Tuesday, June 3, 2014

Cushman on Intestate Succession and Polygamous Mormons

Barry Cushman, Notre Dame Law School, has published from his backlist Intestate Succession in a Polygamous Society, published in the Connecticut Law Review 23 (1991).  Here is the abstract:
The pursuit of polygamous unions by members of the Church of Jesus Christ of Latter-Day Saints in nineteenth-century Utah posed challenges for the law of the family unique in the annals of American legal history. The exotic familial relationships generated by plural marriages created novel and peculiar problems for the traditional law of intestacy.
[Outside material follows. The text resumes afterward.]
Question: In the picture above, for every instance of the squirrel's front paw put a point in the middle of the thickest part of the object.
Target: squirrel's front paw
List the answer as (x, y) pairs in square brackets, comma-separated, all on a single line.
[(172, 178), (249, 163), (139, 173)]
Mormon leaders, in an effort to avoid these problems, urged their polygamous brethren to make wills. Many polygamists, however, either neglected to plan their estates or were actively opposed to doing so. Mormon legislators accordingly sought to craft statutory schemes that would accommodate the peculiar inheritance needs of polygamous families. These statutes ultimately became a point of contention between the Utah assembly and Congress; between the Utah assembly and the Utah courts; and, not surprisingly, among the Mormons themselves.

This dispute between Congress and the Utah legislative assembly was ancillary to the larger dispute between those two bodies over polygamy in general. The federal government had never looked favorably on plural marriage. In 1862, Congress made polygamy a felony in the territories, while the Justice Department initiated vigorous prosecution of offenders. In 1882, Congress disfranchised and disqualified from public office all polygamists and their wives. A congressional act of 1887 revoked the Mormon Church's corporate charter, confiscated much of the Church's property, and disfranchised all Utah women. Additionally, Utah was repeatedly denied statehood status due to the Church's refusal to repudiate the doctrine of plural marriage.

During Utah's territorial period, the great majority of its judges were federally appointed. Given the federal government's devotion to the eradication of polygamy, it is not surprising that many of the judges appointed to the Utah bench were hostile to plural marriage. This hostility was occasionally manifested in cases involving the estates of intestate polygamists. Ironically, when Utah finally achieved statehood, the plural families of polygamist decedents fared no better under an elective state judiciary than they had under its territorial predecessor.

But the Utah courts would never have had occasion to hear these cases had they not been litigated among the Mormons themselves. For much of the territorial period, such disputes had been handled by the Church's system of ecclesiastical courts. By 1890, however, Mormon society had undergone transformations that had diminished the viability of the theocratic commonwealth and of polygamy as an institution. The history of the law of intestacy in Utah during this period serves as a small illustration of the demise of a way of life.